Crédit :Université de Leyde
Pourquoi les réfugiés utilisent-ils leurs téléphones portables ? Et qu'est-ce que cela signifie pour les travailleurs humanitaires dans les camps d'accueil ? Le Leiden Center for Innovation a étudié cette question avec des chercheurs de la Harvard Humanitarian Initiative et de Data &Society.
De nombreux réfugiés ont aujourd'hui accès à un téléphone portable. Ils utilisent leur téléphone pour rester en contact avec les membres de leur famille dans leur pays d'origine, rechercher des informations sur les procédures d'asile et transférer de l'argent par voie électronique. Mais quel effet les technologies mobiles ont-elles sur les migrants, dans un sens positif et négatif ?

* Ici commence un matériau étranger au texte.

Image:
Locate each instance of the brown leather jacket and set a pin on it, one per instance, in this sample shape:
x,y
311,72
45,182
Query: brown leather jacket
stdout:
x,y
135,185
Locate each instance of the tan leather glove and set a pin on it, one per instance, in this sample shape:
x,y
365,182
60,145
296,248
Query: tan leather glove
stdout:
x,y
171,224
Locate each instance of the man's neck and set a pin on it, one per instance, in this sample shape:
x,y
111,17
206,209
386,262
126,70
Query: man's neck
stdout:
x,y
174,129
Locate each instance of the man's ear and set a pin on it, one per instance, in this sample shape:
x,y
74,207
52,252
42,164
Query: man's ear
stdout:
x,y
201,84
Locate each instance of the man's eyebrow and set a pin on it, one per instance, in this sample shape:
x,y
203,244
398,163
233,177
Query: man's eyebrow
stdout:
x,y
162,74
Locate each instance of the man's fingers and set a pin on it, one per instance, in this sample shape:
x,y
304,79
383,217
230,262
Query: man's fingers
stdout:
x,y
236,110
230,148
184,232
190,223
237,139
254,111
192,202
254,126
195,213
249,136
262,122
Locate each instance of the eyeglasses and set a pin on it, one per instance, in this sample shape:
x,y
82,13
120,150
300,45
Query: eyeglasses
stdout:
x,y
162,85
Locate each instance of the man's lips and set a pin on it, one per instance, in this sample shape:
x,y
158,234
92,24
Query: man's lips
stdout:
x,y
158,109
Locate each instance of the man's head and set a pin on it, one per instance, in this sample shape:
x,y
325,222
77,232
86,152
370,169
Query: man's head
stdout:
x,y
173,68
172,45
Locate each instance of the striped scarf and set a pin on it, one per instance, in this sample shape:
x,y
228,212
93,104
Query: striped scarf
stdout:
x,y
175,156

Jusque récemment, peu de recherches empiriques ont été menées sur cette question. Le Centre pour l'innovation de l'Université de Leiden a comblé cette lacune de connaissances avec une enquête sur un échantillon de 135 des 750 migrants syriens qui vivaient à Ritsona, un camp de réfugiés à environ 80 km au nord de la capitale grecque Athènes. Les chercheurs de Leiden Jos Berens et Melissa Amorós Lark ont mené la recherche avec Danielle Poole du Signal Program on Human Security and Technology (Signal Program) de la Harvard Humanitarian Initiative et Mark Latonero du Data &Society Research Institute de New York qui est également membre de l'Institut pour la sécurité et les affaires mondiales de Leiden.
Leurs résultats montrent que plus de 80 pour cent des migrants pensent qu'il est important de posséder un mobile. Ils utilisent leurs téléphones pour WhatsApp (94 %), Facebook (78 %), Google Translate (38 pour cent) et Google Maps (idem). Ils ont également indiqué qu'un téléphone mobile est vital pour le contact avec le monde extérieur et la recherche a mis en évidence l'utilisation d'un téléphone mobile en corrélation avec une susceptibilité réduite à la dépression dans l'analyse non ajustée. Il s'agit d'un problème important car deux migrants sur cinq vivant dans le camp pourraient être classés comme souffrant de dépression modérée à sévère. Il se peut qu'un meilleur accès aux téléphones portables puisse aider à éviter certains de ces cas de dépression.
L'étude a également montré que la possession d'un téléphone mobile est inégalement répartie. Alors que pas moins de 94 % des hommes possèdent un mobile, ce chiffre n'est que de 67 pour cent pour les femmes. "Quand une famille possède un mobile, c'est souvent l'homme qui en contrôle l'usage, " dit Amorós Lark. " Imaginez que les travailleurs humanitaires veuillent entrer en contact avec les femmes du camp, ils ne peuvent pas toujours compter sur un téléphone portable pour le faire. Cela pourrait avoir un impact sur les applications mobiles conçues pour fournir des informations relatives à la santé ou à la sécurité des femmes."
Finalement, il semble que les réfugiés – tout comme de nombreux citoyens néerlandais – se soucient de leur vie privée. Les organisations humanitaires doivent être plus conscientes de la confidentialité numérique et de la protection des données. A la fin de l'année dernière, de vives inquiétudes ont été exprimées quant à la sécurité et à la facilité de violation des données détenues par les ONG et l'ONU. Amorós Lark recommande de consulter ces articles publiés par DEVEX et IRIN news pour en savoir plus sur ce sujet. Une telle vulnérabilité signifiait qu'il était possible que des données sensibles telles que des informations personnellement identifiables finissent dans le domaine public. Certains migrants étant poursuivis par des régimes dictatoriaux, cela représente un danger pour leur sécurité personnelle. Amorós Lark :« Pour les réfugiés, trop, nous devons respecter et protéger leur droit fondamental à la vie privée avant de commencer à collecter et à utiliser leurs données."